Ixa monodi, the Red Sea pebble crab is a species of pebble crab from the family Leucosiidae which prefers to burrow in sandy, shallow coastal waters. It was first described from the eastern Mediterranean where it is an invasive species having colonised the coasts of the Levantine Sea from the Red Sea by Lessepsian migration from the Red Sea via the Suez Canal.

==Description==
Ixa monodi has a transversely ovoid carapace which is laterally stretched to form a process on each side which is cylindrical and covered in tubercles. The forehead is forked and the orbits are deep and completely overhang the eyes with three indentations in their outer margins. The posterior margin bears two granulose tubercles. The dorsal surface of the carapace has two longitudinal grooves which fork before the long. thin chelipeds. The carapace is pale reddish-orange in colour with more intensely coloured granules, the lateral processes are paler towards their tips, the chelipeds are orange and the pereopods are paler orange. The largest individual recorded had a carapace length of 59.2 mm.

==Distribution==
Ixa monodi is native to the Red Sea and was probably originally identified as Ixa cylindrus by Dr.

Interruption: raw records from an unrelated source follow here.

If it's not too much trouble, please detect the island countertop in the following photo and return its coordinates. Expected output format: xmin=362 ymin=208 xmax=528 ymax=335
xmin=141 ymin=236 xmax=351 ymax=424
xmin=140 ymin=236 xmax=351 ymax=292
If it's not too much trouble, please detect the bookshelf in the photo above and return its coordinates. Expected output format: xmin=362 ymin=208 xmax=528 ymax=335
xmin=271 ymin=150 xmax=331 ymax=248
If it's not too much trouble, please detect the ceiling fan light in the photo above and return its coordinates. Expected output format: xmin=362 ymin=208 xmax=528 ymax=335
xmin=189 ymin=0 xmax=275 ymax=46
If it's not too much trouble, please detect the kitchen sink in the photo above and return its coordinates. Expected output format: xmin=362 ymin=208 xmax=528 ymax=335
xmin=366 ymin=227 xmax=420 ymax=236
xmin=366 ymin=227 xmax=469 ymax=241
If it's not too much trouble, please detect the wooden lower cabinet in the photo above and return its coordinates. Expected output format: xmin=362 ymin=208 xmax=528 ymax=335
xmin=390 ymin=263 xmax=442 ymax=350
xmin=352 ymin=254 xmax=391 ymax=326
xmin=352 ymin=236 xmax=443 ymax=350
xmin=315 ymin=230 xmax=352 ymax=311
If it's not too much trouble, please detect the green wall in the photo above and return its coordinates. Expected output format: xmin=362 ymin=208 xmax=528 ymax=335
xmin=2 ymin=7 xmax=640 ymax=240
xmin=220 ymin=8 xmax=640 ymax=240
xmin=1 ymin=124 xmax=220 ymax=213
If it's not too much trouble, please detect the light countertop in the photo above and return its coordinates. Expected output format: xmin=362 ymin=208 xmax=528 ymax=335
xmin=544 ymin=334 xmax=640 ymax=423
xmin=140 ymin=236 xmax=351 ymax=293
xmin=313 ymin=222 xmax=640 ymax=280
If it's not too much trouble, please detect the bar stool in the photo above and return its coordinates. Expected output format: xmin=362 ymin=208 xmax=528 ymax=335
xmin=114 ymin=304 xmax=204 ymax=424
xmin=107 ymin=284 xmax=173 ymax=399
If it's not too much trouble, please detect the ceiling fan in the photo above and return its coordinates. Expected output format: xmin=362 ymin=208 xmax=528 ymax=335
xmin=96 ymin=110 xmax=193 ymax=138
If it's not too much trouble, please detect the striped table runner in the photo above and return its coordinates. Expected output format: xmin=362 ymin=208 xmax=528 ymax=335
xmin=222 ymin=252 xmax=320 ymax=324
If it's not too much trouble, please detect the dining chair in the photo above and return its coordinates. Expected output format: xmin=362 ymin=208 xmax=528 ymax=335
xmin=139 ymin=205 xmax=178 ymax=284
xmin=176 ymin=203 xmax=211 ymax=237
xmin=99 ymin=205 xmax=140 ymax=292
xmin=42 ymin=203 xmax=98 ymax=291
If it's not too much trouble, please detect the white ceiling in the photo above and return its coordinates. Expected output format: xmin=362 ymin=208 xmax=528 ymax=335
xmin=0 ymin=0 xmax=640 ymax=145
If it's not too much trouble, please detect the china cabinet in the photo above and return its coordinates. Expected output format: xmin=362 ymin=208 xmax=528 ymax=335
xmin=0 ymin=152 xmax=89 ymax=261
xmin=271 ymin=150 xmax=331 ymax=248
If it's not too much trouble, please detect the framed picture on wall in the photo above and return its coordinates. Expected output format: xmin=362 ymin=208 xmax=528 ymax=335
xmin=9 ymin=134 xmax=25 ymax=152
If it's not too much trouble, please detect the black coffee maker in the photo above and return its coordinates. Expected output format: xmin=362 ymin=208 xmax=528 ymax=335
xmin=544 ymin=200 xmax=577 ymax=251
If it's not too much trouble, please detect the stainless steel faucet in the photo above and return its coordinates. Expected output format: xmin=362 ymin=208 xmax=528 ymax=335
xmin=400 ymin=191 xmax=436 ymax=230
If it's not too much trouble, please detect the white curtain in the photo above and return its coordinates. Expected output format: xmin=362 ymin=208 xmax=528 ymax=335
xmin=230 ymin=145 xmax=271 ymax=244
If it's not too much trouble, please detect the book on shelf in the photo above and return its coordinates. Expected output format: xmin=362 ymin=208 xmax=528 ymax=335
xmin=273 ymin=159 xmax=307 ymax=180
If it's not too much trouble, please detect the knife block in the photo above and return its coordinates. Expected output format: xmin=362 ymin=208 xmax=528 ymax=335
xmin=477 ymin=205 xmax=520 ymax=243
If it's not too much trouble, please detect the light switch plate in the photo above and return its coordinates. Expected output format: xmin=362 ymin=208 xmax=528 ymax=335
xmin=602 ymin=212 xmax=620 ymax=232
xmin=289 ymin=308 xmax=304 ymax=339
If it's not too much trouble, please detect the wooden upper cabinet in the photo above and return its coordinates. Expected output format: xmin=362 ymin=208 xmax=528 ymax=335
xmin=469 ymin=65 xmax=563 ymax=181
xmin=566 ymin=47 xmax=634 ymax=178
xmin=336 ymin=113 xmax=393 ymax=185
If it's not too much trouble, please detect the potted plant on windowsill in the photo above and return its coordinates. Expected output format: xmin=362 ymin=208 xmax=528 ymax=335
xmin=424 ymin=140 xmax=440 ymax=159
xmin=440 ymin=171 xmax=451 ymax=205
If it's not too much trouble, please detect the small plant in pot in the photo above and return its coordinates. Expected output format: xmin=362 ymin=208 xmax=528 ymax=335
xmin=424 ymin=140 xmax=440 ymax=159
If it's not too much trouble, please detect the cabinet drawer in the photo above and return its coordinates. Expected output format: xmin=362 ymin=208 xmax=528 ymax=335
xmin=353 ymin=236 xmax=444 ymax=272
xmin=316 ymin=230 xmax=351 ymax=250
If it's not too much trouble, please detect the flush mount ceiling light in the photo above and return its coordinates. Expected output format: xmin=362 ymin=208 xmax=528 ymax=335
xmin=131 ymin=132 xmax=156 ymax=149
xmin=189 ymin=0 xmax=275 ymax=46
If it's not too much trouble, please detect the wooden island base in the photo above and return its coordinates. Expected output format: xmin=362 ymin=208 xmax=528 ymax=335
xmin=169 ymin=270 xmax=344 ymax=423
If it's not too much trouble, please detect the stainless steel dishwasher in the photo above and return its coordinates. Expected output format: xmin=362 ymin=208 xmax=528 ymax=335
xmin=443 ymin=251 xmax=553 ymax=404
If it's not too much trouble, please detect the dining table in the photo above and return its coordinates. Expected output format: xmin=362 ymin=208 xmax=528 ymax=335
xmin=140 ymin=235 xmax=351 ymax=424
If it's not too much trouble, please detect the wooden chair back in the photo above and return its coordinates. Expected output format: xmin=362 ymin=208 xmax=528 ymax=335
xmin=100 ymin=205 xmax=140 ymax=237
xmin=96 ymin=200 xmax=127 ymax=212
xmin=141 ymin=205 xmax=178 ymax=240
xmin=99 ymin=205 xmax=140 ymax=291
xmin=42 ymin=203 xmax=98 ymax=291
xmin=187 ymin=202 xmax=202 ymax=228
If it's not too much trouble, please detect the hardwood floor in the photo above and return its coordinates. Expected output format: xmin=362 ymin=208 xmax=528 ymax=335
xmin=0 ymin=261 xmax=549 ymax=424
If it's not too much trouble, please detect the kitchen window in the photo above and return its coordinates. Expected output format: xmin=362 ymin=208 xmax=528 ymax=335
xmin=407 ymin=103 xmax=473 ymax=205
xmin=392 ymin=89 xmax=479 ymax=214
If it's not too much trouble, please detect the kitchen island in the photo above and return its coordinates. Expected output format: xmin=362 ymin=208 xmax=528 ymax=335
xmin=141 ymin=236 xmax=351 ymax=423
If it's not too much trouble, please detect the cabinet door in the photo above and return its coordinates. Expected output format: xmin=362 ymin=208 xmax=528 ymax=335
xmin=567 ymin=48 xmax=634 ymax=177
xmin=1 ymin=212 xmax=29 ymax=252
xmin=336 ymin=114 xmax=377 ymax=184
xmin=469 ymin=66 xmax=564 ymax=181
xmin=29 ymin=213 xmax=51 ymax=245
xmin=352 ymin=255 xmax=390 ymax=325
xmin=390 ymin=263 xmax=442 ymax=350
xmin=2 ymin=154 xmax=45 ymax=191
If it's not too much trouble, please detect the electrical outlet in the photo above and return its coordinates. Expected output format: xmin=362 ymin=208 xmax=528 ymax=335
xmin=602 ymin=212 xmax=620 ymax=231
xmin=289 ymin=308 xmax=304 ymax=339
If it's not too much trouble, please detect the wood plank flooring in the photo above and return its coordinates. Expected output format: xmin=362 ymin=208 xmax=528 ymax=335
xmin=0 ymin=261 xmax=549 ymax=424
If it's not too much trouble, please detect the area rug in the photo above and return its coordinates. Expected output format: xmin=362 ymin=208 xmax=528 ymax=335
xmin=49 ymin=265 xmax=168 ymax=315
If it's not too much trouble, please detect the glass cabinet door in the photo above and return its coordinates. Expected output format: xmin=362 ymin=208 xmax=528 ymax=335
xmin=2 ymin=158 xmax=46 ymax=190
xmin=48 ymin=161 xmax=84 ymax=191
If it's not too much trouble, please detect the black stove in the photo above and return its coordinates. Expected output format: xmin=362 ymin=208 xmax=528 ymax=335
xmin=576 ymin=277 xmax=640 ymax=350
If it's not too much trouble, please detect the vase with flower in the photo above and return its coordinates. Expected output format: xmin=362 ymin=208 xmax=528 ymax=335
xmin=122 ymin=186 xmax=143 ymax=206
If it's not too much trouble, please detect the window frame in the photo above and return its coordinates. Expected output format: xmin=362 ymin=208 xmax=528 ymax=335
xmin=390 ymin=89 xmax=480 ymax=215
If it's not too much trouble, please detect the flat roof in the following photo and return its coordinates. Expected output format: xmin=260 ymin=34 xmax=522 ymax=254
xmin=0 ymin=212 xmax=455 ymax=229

Theodore Monod in 1938 from the Gulf of Suez but it was definitely described in 1956 from specimens collected by Holthuis & Gottlieb off the coast of south-easternTurkey at Mersin Bay in 1955. It has since been recorded from Israel, Syria, Rhodes and Egypt.

==Habitat==
Ixa monodi occurs on sandy or muddy substrates in shallow waters between 14m and 60m in depth.

==Naming==
Ixa monodi is named in honour of Dr. Theodore Monod, who was director of the Institut Francais d'Afrique Noire at Dakar, as he was the first scientist to publish an illustration of this species. The specimen collected by Holthuis and Gottlieb in Mersin Bay in 1955 is the holotype of Ixa monodi and has been preserved in the collection of the Rijksmuseum van Natuurlijke Historie in Leiden.